Stockard Channing and Rebecca Night are both brilliant, and tormented, as mother (Thelma) and daughter (Jessie) in ’Night, Mother now playing at the Hampstead Theatre.
Jessie, you see, is ready to commit suicide. She’s depressed, unhappy, divorced, estranged from her son, and still hasn’t come to grips with the death of her father. She had moved in with her mother after her divorce to gather her thoughts, and to try to get her life back in some kind of order – but it didn’t. Thelma tries to talk Jessie out of committing suicide – that she has a lot to live for, and that if she kills herself she’s killing her too. This 80 minute conversation all takes place in a dated 1970’s house while Jessie continues to give her mom exact instructions as to what to do after her suicide, but Thelma is just not accepting what’s about to happen – and neither are we.

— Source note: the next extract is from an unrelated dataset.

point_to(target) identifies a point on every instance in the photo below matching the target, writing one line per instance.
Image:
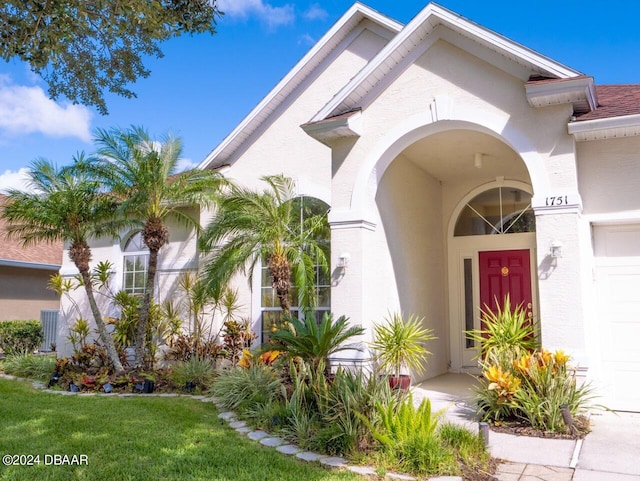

This drama is all set in the confines of the cozy Hampstead theatre, where the audience appears to be eavesdropping on a very intimate, and unbelievable, conversation between mother and daughter. And both Channing and Night nail their roles. Legend Channing, who was last on a London stage in 2018 (in Apologia) is as strong as ever, in a performance that will win her awards. Stage actress Night is just as good. With subtle and gentle direction by Roxana Silbert, all working with a devastating script by Marsha Norman (‘Night, Mother was also a 1986 film starring Sissy Spacek and Anne Bancroft), ‘Night, Mother will still shock you even though you know how it ends.